The Mann–Whitney U test also showed that the mean rank for perceived ability to drive safely while using a cell phone was significantly higher in distracted drivers than in non-users (132.28 vs. 71.61; p = 0.001). In addition, Table 3 also shows that distracted drivers reported a lower perceived risk of CPWD, both in the case of themselves (123.14 vs. 191.94, p < 0.001) and others (124.47 vs. 172.83, p = 0.003), a lower level of support for legal restrictions (124.59 vs. 172.83, p = 0.004), more positive attitude towards self-use (130.92 vs. 89.53, p = 0.017) and higher self-perceived benefits of CPWD (130.90 vs. 89.93, p = 0.015).

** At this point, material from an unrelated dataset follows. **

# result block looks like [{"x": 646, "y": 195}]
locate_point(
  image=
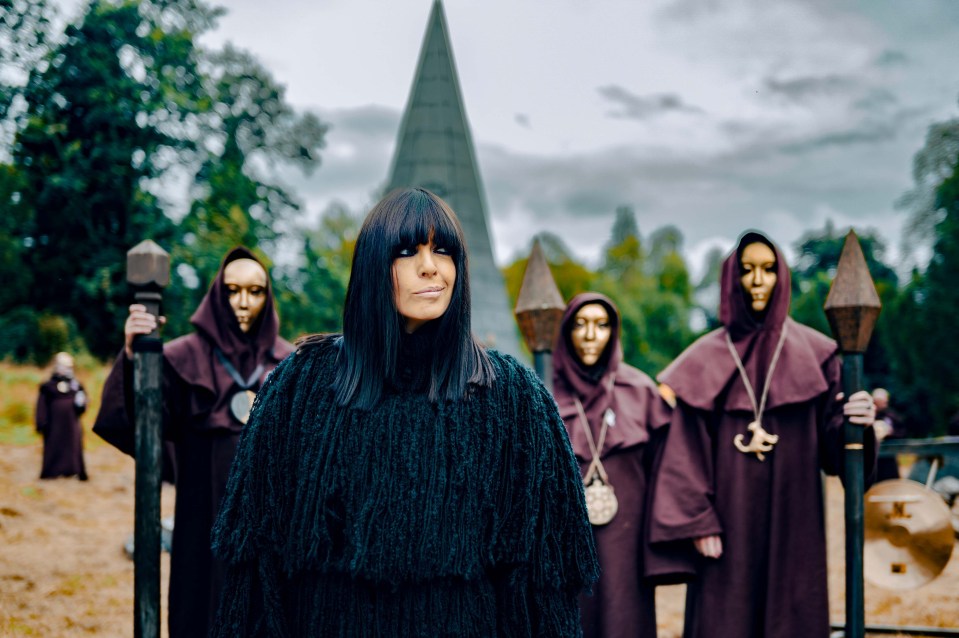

A Spearman’s rank order and Kruskal–Wallis tests, with the null hypothesis assuming the categories of use were identical within each of the psychosocial components, were conducted to investigate the association between reported frequency of CPWD and the psychosocial components. A level of 5% was considered significant. The results indicated a positive correlation between self-perceived ability and being a frequent user (0.309**). Table 4 shows that frequent users had a mean rank equal to 1.35 times higher than seldom users (χ²(4) = 31.21, p < 0.001). Furthermore, a significant negative correlation was found between total use and risk perception; i.e. the higher the perceived risk, both in the case of themselves (χ²(4) = 34.84, p < 0.001) and others (χ²(4) = 26, p < 0.001), the less they reported CPWD. A significant negative correlation (–0.215**) was also observed in support of legislation, wherein the frequency of CPWD decreased as support for the law increased (χ²(4) = 14.14, p = 0.007).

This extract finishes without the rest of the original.